Towards the end of last year, St James's Place (SJP), M&G Investments, and Canada Life all announced closures and suspensions of open-ended UK property funds. This trend isn't new; since the 2016 Brexit referendum, property funds allowing daily transactions have faced suspensions several times due to the challenge of matching liquidity with the illiquid nature of property assets.  However, some firms like Legal & General Investment Management (LGIM) and other major UK fund groups have pledged to keep their open-ended property funds open in case bringing back the debate on whether the UK regulator should restrict retail investors from investing in open-ended property funds.

At Momentum, we do not invest in open-ended real estate funds because of the clear liquidity mismatch of offering daily dealing on an illiquid asset such as a property. Due to the length of time it takes to sell a property, a minimum of 3 months, but in time of market stress often longer, when the sector sees an increased level of redemptions the open-ended property strategies are unable to cope with the cash demand and therefore suspend dealing. Gating the fund enables the manager to postpone redemptions for a period of time so they can raise the cash needed to pay out to investors by selling an asset or raising further capital. This could be an uneasy time for retail investors who are wanting to reduce their exposure to the sector but are unable to do so.

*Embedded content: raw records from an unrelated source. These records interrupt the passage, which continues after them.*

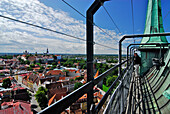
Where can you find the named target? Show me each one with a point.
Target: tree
(110, 80)
(29, 96)
(41, 97)
(42, 89)
(79, 78)
(1, 68)
(77, 85)
(66, 71)
(6, 83)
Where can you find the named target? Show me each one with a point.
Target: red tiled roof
(62, 78)
(54, 72)
(51, 100)
(78, 71)
(17, 108)
(18, 88)
(96, 74)
(70, 70)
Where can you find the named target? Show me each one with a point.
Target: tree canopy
(6, 83)
(77, 85)
(41, 97)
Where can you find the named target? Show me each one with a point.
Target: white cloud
(17, 37)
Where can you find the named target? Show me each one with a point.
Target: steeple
(154, 23)
(47, 51)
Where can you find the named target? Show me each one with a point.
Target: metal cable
(88, 19)
(52, 30)
(112, 19)
(132, 18)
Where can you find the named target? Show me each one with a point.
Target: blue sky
(120, 10)
(56, 15)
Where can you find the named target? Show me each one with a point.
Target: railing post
(89, 29)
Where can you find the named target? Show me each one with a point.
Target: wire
(88, 19)
(166, 15)
(112, 19)
(132, 18)
(52, 30)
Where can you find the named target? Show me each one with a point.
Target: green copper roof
(154, 23)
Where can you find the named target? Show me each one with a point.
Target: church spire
(154, 23)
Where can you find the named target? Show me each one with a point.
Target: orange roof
(55, 72)
(96, 74)
(62, 78)
(78, 71)
(51, 100)
(84, 96)
(70, 70)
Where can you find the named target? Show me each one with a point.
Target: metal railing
(118, 99)
(71, 98)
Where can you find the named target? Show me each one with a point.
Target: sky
(58, 16)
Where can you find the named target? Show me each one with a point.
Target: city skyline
(57, 15)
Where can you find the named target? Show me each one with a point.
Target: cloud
(17, 37)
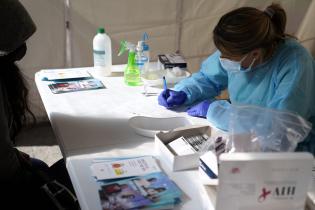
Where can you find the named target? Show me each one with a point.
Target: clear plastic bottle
(146, 48)
(102, 53)
(140, 58)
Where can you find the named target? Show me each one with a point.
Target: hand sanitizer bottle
(131, 73)
(102, 54)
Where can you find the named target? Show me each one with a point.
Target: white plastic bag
(257, 129)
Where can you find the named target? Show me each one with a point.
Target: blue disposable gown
(285, 82)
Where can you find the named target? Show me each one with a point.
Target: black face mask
(16, 55)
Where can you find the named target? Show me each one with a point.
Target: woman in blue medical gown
(258, 63)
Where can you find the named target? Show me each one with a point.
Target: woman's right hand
(170, 98)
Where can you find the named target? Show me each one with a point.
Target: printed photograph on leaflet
(124, 168)
(152, 191)
(78, 85)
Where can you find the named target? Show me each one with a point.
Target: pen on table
(164, 83)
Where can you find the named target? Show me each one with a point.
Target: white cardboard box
(174, 161)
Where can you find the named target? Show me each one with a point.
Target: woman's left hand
(200, 110)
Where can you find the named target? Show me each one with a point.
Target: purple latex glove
(200, 110)
(170, 98)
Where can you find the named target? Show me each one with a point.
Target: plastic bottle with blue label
(102, 53)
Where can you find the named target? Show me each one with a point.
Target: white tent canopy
(173, 25)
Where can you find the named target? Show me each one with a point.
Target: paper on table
(125, 168)
(60, 74)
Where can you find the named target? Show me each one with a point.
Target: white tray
(149, 126)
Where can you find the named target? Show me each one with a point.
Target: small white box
(176, 162)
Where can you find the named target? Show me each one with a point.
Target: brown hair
(245, 29)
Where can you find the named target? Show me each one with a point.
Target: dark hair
(15, 93)
(245, 29)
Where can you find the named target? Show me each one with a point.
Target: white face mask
(235, 66)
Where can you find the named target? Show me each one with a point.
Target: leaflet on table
(124, 168)
(151, 191)
(75, 85)
(64, 74)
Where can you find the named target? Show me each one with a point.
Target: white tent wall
(183, 25)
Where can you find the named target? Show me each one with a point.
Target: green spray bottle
(131, 72)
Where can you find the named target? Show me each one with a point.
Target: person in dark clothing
(25, 182)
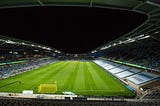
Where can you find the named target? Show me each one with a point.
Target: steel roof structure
(150, 28)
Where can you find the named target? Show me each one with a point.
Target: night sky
(68, 29)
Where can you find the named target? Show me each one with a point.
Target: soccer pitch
(82, 78)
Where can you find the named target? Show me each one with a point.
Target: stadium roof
(149, 28)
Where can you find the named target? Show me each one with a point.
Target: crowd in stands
(144, 53)
(132, 74)
(76, 102)
(8, 70)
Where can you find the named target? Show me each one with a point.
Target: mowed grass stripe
(114, 86)
(83, 78)
(70, 81)
(29, 80)
(93, 86)
(98, 79)
(46, 77)
(80, 82)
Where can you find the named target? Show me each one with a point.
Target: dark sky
(68, 29)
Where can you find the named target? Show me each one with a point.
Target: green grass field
(82, 78)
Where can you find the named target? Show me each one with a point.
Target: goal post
(47, 88)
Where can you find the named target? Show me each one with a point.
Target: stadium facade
(133, 58)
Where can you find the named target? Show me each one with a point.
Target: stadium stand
(142, 77)
(138, 47)
(14, 69)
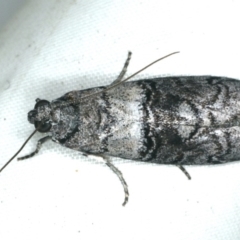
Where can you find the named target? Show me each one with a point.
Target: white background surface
(50, 47)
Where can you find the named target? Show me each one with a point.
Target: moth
(180, 120)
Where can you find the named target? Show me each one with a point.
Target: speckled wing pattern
(189, 120)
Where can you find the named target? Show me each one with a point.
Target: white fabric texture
(51, 47)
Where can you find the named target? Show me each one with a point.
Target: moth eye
(45, 127)
(32, 116)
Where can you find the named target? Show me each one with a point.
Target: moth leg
(124, 70)
(184, 171)
(122, 180)
(117, 172)
(39, 145)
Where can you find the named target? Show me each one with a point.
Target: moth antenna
(128, 78)
(117, 83)
(20, 149)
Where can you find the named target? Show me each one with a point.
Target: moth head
(40, 116)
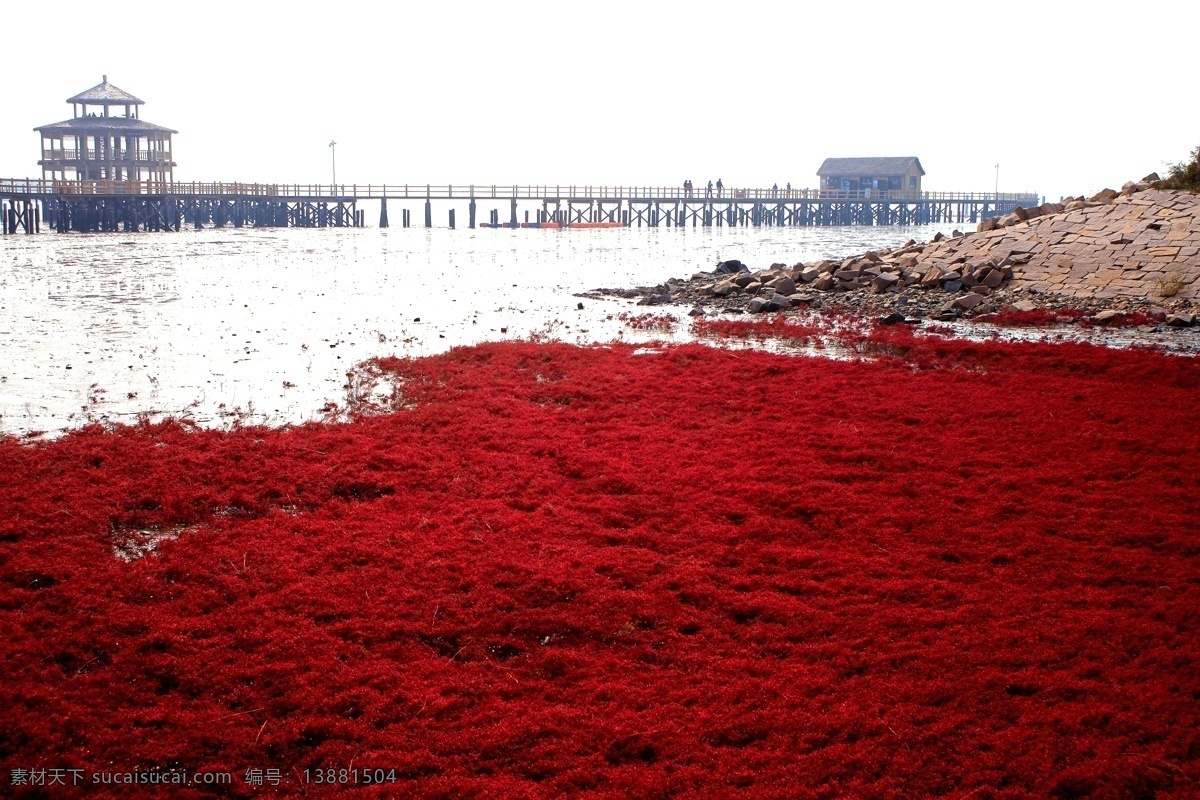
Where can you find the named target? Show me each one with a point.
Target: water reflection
(108, 326)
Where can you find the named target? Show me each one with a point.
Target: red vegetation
(966, 569)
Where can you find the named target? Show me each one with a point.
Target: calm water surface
(265, 323)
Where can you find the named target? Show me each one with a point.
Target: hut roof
(885, 167)
(106, 94)
(124, 124)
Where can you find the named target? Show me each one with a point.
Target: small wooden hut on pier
(106, 139)
(895, 178)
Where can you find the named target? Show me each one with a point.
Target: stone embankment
(1131, 251)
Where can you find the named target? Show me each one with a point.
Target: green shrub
(1185, 175)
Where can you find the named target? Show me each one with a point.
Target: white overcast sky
(1067, 97)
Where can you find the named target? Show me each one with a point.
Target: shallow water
(263, 324)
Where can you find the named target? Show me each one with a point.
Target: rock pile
(1134, 250)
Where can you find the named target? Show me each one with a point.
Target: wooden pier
(99, 205)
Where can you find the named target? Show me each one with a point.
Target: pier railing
(43, 187)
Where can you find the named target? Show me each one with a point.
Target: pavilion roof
(121, 124)
(106, 94)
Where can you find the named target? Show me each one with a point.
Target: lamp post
(333, 155)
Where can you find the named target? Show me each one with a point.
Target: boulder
(778, 302)
(784, 286)
(1104, 196)
(655, 300)
(883, 282)
(730, 268)
(967, 301)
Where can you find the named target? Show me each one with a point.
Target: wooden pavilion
(106, 139)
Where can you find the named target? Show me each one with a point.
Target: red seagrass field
(939, 570)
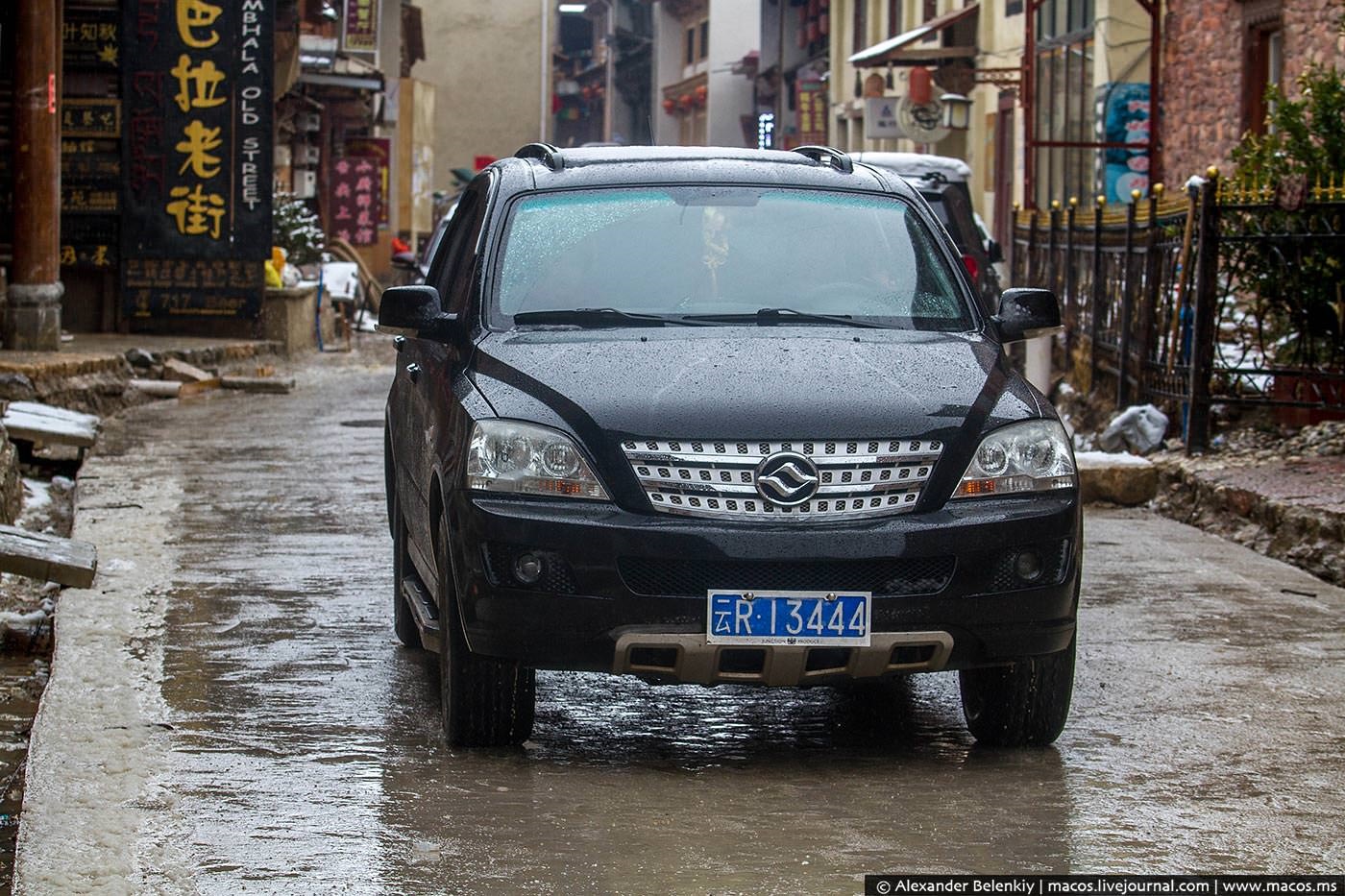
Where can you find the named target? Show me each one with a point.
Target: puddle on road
(306, 752)
(20, 688)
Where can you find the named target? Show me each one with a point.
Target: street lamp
(957, 110)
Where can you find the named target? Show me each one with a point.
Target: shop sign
(354, 201)
(380, 151)
(85, 117)
(811, 105)
(1126, 120)
(89, 39)
(880, 118)
(87, 242)
(197, 155)
(360, 31)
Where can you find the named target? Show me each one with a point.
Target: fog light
(527, 568)
(1026, 566)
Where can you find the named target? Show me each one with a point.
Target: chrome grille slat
(858, 478)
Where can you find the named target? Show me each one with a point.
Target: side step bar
(424, 611)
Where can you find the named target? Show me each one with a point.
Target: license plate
(807, 618)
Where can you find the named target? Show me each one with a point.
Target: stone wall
(1203, 78)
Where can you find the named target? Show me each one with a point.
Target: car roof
(550, 168)
(915, 164)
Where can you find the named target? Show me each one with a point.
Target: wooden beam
(47, 425)
(47, 557)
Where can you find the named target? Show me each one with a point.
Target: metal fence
(1224, 295)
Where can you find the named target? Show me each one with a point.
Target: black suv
(722, 416)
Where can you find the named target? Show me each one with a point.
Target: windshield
(723, 252)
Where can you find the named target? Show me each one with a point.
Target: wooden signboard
(197, 155)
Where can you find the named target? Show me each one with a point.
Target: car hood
(749, 382)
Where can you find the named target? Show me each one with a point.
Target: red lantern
(921, 86)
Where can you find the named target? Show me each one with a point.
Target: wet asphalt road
(261, 731)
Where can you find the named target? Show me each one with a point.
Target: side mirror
(413, 311)
(1025, 314)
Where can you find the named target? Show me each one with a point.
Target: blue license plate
(807, 618)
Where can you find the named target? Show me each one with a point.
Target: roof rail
(549, 155)
(827, 157)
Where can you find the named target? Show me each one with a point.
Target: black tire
(404, 623)
(486, 701)
(1021, 705)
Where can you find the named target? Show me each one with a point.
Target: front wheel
(1022, 704)
(486, 701)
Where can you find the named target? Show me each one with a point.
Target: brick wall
(1203, 78)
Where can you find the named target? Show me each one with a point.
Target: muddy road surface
(229, 712)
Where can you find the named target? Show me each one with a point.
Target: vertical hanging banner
(360, 27)
(355, 201)
(380, 151)
(197, 105)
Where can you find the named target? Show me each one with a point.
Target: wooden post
(1095, 316)
(33, 314)
(1126, 308)
(1149, 309)
(1029, 261)
(1069, 299)
(1204, 308)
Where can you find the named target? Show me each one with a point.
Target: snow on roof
(914, 164)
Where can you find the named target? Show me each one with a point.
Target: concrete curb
(1115, 478)
(1304, 529)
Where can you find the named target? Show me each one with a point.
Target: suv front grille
(857, 478)
(883, 576)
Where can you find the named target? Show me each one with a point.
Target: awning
(893, 50)
(340, 81)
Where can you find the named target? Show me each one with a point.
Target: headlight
(1028, 456)
(526, 459)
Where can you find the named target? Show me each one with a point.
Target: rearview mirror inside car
(1025, 314)
(416, 312)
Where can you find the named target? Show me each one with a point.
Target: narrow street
(229, 711)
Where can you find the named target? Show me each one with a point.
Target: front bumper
(961, 608)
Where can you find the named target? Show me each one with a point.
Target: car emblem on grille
(787, 479)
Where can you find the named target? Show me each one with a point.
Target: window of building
(698, 42)
(1064, 101)
(1263, 62)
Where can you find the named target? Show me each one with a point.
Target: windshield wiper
(604, 316)
(776, 315)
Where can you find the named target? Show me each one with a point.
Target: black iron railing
(1226, 295)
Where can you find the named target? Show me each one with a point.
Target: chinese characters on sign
(89, 39)
(198, 108)
(380, 151)
(90, 133)
(355, 201)
(360, 31)
(811, 104)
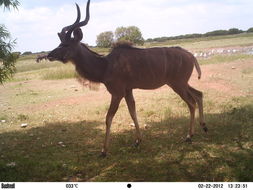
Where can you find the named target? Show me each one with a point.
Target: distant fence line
(222, 51)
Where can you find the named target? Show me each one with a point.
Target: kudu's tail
(197, 67)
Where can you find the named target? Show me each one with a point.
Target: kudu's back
(152, 67)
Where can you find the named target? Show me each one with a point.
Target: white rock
(24, 125)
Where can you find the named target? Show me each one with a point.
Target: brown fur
(126, 68)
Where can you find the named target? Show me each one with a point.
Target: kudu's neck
(90, 65)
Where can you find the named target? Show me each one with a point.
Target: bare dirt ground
(218, 78)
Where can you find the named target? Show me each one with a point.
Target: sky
(35, 24)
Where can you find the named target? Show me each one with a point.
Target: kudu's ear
(78, 34)
(60, 36)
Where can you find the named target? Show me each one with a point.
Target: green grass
(224, 154)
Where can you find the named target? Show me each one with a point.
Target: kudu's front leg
(115, 100)
(132, 110)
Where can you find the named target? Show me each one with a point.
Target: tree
(131, 33)
(105, 39)
(7, 58)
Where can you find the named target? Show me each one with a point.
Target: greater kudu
(126, 68)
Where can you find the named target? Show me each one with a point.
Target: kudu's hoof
(188, 140)
(137, 142)
(102, 155)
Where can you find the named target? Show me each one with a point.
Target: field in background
(65, 123)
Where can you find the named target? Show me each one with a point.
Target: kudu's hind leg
(183, 92)
(198, 96)
(132, 110)
(110, 114)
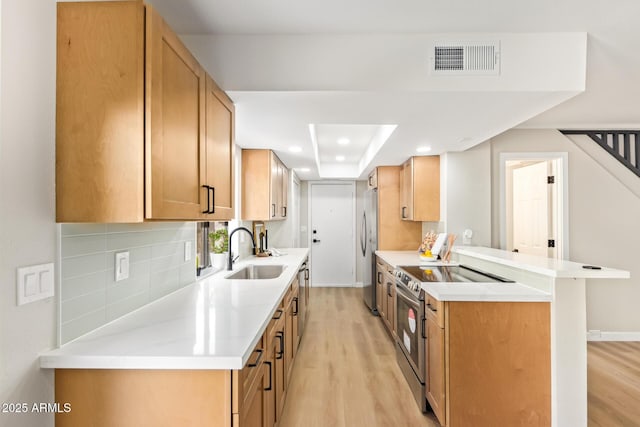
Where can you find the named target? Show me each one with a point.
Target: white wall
(27, 199)
(603, 225)
(281, 233)
(361, 187)
(467, 201)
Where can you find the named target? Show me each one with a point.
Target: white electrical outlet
(34, 283)
(122, 265)
(187, 251)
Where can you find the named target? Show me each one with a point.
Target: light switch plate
(122, 266)
(187, 251)
(34, 283)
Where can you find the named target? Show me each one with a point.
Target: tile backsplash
(90, 296)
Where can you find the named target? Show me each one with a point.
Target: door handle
(270, 377)
(258, 359)
(206, 187)
(280, 336)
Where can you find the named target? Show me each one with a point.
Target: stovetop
(413, 276)
(451, 274)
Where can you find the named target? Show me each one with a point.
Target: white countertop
(399, 258)
(445, 291)
(486, 292)
(540, 265)
(212, 324)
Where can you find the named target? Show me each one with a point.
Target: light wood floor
(613, 383)
(345, 372)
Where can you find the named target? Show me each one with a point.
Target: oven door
(409, 316)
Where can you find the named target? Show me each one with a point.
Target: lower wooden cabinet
(386, 295)
(435, 375)
(488, 363)
(251, 397)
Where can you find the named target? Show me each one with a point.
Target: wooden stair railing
(624, 145)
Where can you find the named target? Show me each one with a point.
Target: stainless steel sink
(257, 272)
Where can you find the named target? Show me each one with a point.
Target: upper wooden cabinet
(264, 186)
(372, 180)
(393, 233)
(420, 189)
(142, 133)
(174, 139)
(219, 141)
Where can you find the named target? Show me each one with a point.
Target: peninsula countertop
(476, 291)
(214, 323)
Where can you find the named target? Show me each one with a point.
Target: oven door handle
(410, 299)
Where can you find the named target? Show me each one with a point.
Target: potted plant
(219, 245)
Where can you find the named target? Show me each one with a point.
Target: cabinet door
(406, 190)
(426, 188)
(435, 378)
(100, 112)
(284, 195)
(253, 409)
(174, 131)
(391, 308)
(372, 181)
(280, 372)
(275, 187)
(270, 386)
(379, 292)
(219, 143)
(389, 288)
(289, 340)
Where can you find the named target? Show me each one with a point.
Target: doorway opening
(332, 224)
(534, 204)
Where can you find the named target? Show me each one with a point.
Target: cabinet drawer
(434, 308)
(252, 368)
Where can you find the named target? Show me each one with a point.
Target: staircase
(623, 145)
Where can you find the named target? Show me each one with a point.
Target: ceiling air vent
(457, 58)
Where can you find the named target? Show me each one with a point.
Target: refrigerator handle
(363, 232)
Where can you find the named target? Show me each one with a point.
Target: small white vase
(219, 261)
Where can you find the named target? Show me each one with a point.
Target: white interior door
(295, 201)
(332, 238)
(531, 209)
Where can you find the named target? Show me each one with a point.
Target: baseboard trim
(612, 336)
(336, 285)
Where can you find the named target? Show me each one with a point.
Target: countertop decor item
(219, 243)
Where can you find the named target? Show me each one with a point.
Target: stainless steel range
(410, 316)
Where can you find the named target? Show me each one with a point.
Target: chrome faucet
(253, 243)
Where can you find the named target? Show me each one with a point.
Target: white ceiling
(343, 69)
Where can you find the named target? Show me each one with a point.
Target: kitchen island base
(134, 398)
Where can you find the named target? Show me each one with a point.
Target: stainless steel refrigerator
(368, 246)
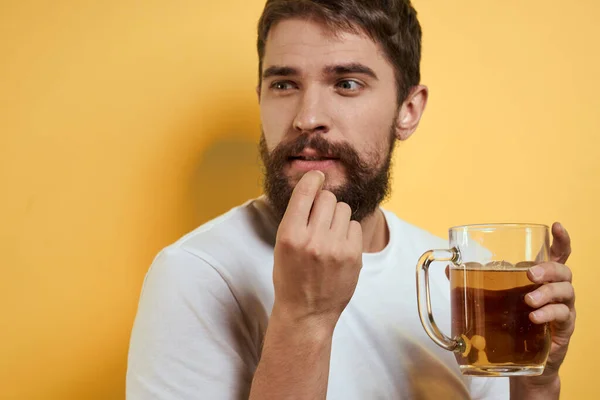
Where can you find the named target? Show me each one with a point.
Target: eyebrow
(338, 69)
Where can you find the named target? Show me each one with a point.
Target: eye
(349, 86)
(282, 86)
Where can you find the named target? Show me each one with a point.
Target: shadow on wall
(227, 170)
(228, 174)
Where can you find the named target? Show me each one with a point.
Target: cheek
(276, 119)
(369, 128)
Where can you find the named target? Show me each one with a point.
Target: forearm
(534, 388)
(295, 361)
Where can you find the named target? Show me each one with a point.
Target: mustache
(342, 151)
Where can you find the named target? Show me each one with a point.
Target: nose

Open-ended property funds are not the only way to gain direct exposure to the property market. At Momentum we gain exposure to the sector for our clients through Real Estate Investment Trusts (“REITs”) and a private equity vehicle known as the Momentum Africa Real Estate Fund (“MAREF”), which are suitable for retail and qualified institutional investors respectively. A private equity style vehicle, such as MAREF, has its advantages and disadvantages for investors. Investors would be locked into the strategy for the duration of the fund’s life. This gives the manager time to generate returns undistracted by the impulses of investor flows. Having said that, this style is illiquid and if the investor requires liquidity during the life of the fund (the majority are 8+ years), they cannot redeem.

REITs, similar to private equity vehicles, have a fixed pool of capital for the investment manager to invest across the sector whilst offering a similar liquidity experience to investing in publicly traded stocks. REITs are easy to understand from an investor’s perspective: by leasing space and collecting rent on its acquired real estate, the company generates income which is then paid out to shareholders in the form of dividends. REITs are required to distribute 90% of their taxable income to shareholders which is significantly higher, on average, than other equities. However, because REITs are listed on the stock market, their share price is driven by two factors: (1) the valuation of their underlying assets and (2) broader market sentiment and buying/selling pressures. The manager never has to face redemptions, as investors simply sell their shares in the market if they so wish.

It is critical that any investor in the real estate sector understands and appreciates the illiquid nature of the underlying asset class.  At Momentum, we manage this illiquidity risk by sizing our real estate exposure appropriately and investing in liquid REITs instead of open-ended daily investment vehicles, thus avoiding the risks arising from an asset-liability mismatch.  Although the listed status of a REIT introduces an element of equity market risk and pricing volatility, which is particularly evident in these uncertain times, investors can still liquidate their holdings if so required, or indeed add to their holdings at what might prove to be heavily discounted valuations. Neither of these options are available to holders of most UK open-ended property funds at this point.